Le paradoxe est criant : en maintenant et en intensifiant l’embargo, l’administration Trump offre au régime cubain son argument de légitimité le plus précieux. Depuis 60 ans, les dirigeants cubains expliquent à leur population que toutes les difficultés économiques du pays sont la faute des Yankees et de leur blocus inhumain. Cet argument, même s’il est utilisé cyniquement pour masquer les faillites internes du régime, contient une part de vérité suffisamment grande pour rester crédible. Chaque durcissement de l’embargo recharge la batterie propagandiste du régime, lui fournissant un ennemi extérieur à désigner comme responsable de la misère. En serrant l’étau, Trump ne renverse pas Castro — il lui rend service.
La Floride, le lobby cubain et le calcul électoral
Pour comprendre la persistance de la politique américaine d’embargo malgré son bilan douteux, il faut comprendre la politique intérieure américaine. La communauté cubano-américaine de Floride, concentrée dans le comté de Miami-Dade et ses environs, représente un bloc électoral influent dans un État pivot. Historiquement — bien que cette tendance évolue avec les générations — cette communauté a été majoritairement favorable au maintien de l’embargo, par hostilité viscérale au régime qui a exproprié leurs familles, emprisonné leurs proches, forcé leur exil. Les politiciens américains, particulièrement les républicains, ont depuis des décennies intégré le soutien à l’embargo comme un marqueur identitaire obligatoire pour séduire cet électorat. Le résultat : la politique étrangère américaine envers Cuba est largement déterminée par des calculs électoraux dans un seul comté d’un seul État. C’est de la géopolitique façonnée par le scrutin de Floride.
Voilà la vérité nue que personne ne veut dire dans les dîners en ville de Washington : l’embargo contre Cuba n’est pas maintenu parce qu’il fonctionne. Il est maintenu parce qu’il rapporte des votes en Floride. Des décennies de souffrance pour 11 millions de personnes, calculées en points de pourcentage dans un État américain. Si ça ne vous révolte pas, je ne sais pas ce qui le fera.
Qu'est-ce que ça change vraiment pour les Cubains ?
L’aide humanitaire : nécessaire mais insuffisante
Soyons honnêtes sur ce que 8 millions de dollars peuvent et ne peuvent pas faire. Cette somme, aussi bienvenue soit-elle dans le contexte actuel, ne résoudra pas la crise énergétique cubaine. Elle ne relancera pas l’économie, ne réparera pas les centrales thermiques effondrées, ne compensera pas les effets de l’embargo sur le système bancaire. Elle ne changera pas le régime politique. Elle ne libérera pas les prisonniers politiques. Ce que cette aide peut faire, c’est atténuer la souffrance immédiate de certaines des populations les plus vulnérables : fournir de la nourriture à des familles en insécurité alimentaire, des médicaments à des malades chroniques qui ne peuvent plus les trouver, de l’eau potable dans des communautés dont les infrastructures s’effondrent, peut-être des solutions d’énergie alternatives à petite échelle pour des centres de santé ou des écoles. C’est précieux. C’est réel. Mais ce n’est pas une solution structurelle.

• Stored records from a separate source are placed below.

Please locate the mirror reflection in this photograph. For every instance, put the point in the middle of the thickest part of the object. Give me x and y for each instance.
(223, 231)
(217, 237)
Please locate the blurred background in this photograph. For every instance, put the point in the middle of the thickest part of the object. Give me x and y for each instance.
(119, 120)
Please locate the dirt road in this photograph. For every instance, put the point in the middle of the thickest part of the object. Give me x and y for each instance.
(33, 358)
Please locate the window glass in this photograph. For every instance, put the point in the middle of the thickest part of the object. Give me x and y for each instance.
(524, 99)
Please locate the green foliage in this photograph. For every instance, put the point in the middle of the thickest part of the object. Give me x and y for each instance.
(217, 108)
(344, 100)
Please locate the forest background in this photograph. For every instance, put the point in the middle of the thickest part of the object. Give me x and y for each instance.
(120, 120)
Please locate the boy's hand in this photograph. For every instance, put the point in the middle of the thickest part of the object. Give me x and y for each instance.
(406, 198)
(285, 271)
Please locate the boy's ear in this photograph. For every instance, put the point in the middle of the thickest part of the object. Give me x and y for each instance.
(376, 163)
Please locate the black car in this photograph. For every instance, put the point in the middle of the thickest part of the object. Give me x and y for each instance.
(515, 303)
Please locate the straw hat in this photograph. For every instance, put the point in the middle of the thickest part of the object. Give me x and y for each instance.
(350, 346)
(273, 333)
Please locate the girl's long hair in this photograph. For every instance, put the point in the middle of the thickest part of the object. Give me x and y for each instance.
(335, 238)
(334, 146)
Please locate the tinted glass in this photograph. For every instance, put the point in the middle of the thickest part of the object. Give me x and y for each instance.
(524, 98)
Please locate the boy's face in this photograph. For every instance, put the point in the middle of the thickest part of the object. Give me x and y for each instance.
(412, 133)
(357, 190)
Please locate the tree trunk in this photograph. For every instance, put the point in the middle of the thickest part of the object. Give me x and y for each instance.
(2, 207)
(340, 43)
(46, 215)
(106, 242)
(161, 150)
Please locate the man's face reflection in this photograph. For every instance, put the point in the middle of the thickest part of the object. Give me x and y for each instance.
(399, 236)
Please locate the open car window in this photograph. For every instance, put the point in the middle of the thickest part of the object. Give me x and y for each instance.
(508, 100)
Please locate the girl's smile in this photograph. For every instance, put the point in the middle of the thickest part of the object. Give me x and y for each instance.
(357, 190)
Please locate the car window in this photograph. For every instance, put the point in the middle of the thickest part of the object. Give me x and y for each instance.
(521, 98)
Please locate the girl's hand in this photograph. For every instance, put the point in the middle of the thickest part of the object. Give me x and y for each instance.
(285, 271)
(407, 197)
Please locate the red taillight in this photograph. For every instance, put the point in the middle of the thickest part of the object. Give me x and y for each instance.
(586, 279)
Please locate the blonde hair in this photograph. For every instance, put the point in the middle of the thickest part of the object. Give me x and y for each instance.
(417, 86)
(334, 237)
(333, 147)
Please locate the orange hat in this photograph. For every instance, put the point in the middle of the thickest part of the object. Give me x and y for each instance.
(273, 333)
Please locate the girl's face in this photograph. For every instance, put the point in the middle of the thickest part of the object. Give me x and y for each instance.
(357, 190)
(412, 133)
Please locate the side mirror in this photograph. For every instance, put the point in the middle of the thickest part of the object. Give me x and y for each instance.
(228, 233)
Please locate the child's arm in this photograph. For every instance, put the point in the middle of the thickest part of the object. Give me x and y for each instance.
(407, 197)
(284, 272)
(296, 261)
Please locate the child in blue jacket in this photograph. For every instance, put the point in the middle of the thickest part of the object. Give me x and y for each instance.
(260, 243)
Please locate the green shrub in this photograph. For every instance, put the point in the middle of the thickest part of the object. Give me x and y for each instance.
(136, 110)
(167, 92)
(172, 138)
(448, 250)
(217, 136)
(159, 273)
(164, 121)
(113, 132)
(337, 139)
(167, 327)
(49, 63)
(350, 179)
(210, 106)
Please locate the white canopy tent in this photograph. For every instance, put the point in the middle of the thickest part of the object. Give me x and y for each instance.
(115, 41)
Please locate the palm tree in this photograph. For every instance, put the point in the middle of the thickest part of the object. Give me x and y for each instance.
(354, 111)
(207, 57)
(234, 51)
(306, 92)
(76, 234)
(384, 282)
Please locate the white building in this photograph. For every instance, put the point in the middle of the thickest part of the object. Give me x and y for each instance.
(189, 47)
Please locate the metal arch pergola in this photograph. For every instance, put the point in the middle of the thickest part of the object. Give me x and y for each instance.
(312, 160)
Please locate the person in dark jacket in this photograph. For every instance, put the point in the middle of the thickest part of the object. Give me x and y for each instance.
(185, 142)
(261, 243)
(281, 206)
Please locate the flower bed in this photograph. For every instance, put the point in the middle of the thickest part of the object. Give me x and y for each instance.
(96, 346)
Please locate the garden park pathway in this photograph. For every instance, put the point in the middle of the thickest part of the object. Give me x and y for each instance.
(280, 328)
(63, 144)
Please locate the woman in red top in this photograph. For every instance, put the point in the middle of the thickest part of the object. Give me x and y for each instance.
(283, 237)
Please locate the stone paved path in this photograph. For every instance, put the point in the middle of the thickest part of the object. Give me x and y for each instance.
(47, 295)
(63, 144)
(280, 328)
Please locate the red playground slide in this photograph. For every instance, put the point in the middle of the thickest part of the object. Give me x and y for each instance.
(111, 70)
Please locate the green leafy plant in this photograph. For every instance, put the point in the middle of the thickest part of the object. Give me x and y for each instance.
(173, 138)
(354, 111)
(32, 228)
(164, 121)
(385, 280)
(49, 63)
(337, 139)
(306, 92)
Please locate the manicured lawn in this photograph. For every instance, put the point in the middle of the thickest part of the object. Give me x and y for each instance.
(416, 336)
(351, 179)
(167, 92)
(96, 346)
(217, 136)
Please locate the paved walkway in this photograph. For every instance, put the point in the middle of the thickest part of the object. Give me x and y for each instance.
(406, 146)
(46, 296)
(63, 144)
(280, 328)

La solution structurelle à la crise cubaine, si elle existe, passe par une combinaison de réformes économiques internes que le régime cubain résiste farouchement à entreprendre, et d’un allègement des pressions externes qui permettrait à Cuba de retrouver un accès normal aux marchés, aux technologies, aux investissements. L’une sans l’autre est insuffisante. Les réformes sans allègement se heurtent à une contrainte externe infranchissable. L’allègement sans réformes perpétue un système économique inefficace. Le dénouement de la crise cubaine exigerait une volonté politique simultanée de La Havane et de Washington que rien, dans le contexte actuel, ne laisse entrevoir.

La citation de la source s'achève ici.